Après le doux « Voyage En Hérésie », l’auditeur se prend la « Réalité » en pleine face et s’immerge ici dans le côté épique d’
Ars Moriendi, qui déchaîne sa violence avec un début en blast, contrastant avec le morceau précédent et montrant, encore, son esthétique musicale des plus variée… Cette pièce épique, à son commencement, se veut incisive, violente, puis se teinte de formes plus évasives, planantes, faisant ressentir cette « patte
Ars Moriendi » apposée à cet album : cette « Réalité » évolue vers un passage joué aux guitares clean, autre symbole d’un Black
Metal qui veut « toucher à tout ». Le seul reproche que l’on peut faire à ce morceau est sa production, mais après tout, qui écoute du Black
Metal sait bien écouter.
La pièce finale de « L’
Oppression Du Rien », « Au-delà de l’
Illusion », est un morceau qui se démarque un peu des autres, de part le traitement de sa voix, qui prend une consonance plus industrielle. De même, le morceau lui-même est plus « industriel », possède une structure plus répétitive sur une gamme de guitare assez « orientale ». On a une fois de plus la volonté de toucher à autre chose, d’explorer un univers plus froid, plus « industriel », plus déshumanisé : on a là une volonté de sortir de cette
Oppression par l’aliénation, la folie : Arsonist éructe des paroles incompréhensible, touchant du doigt l’au-delà avec l’extrait des Danses Hongroises de Brahms, repris ensuite dans une version Black
Metal tout à fait réussie.

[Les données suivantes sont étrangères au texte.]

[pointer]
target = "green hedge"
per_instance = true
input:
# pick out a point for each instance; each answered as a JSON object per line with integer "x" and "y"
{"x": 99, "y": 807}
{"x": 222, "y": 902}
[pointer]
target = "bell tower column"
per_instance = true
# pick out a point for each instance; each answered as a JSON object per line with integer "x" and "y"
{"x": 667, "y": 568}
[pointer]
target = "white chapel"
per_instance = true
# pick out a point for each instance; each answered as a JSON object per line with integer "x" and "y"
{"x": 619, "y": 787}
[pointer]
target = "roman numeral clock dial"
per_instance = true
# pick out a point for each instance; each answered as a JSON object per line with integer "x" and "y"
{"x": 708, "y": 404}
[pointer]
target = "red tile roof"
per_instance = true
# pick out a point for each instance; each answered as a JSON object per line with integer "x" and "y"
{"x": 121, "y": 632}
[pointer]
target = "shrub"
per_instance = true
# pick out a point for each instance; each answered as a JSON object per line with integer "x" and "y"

Le morceau clôt ensuite l’album de la même façon qu’il l’a commencé, avec cet homme ne trouvant toujours pas son chemin…
On tient là un album de Black
Metal tout à fait opportuniste et profond dans sa visée, et élitiste aussi, puisque l’auditeur a besoin d’un esprit extrêmement ouvert pour accéder à la nature, la substance de cet album exigeant, livrant toutes les influences musicales de son géniteur pour le bonheur des oreilles disposées à cette expérience… Elitiste, cet album l'est aussi par son concept : "
L'Oppression du Rien" : serait-ce une formule pour exprimer la notion de "spleen", l'ennui profond vis-à-vis d'un quotidien morose? L’essence de cette album se trouve dans son ouverture, qui veut atteindre un « progressisme » qu’il est bon d’entendre à cette entité si immense qu’est le Black
Metal ; souhaitons à
Ars Moriendi de faire son chemin dans celle-ci.
Le seule problème avec ces formations one-man-band c'est que le musicien s'improvise aussi chanteur et ce n'est pas toujours très talentueux... Enfin, la musique sauve en grande partie les meubles ! Ce n'est après qu'une question de point de vue.
Je généralise parfois mais cela ne s'applique pas à tous les groupes, comme toujours.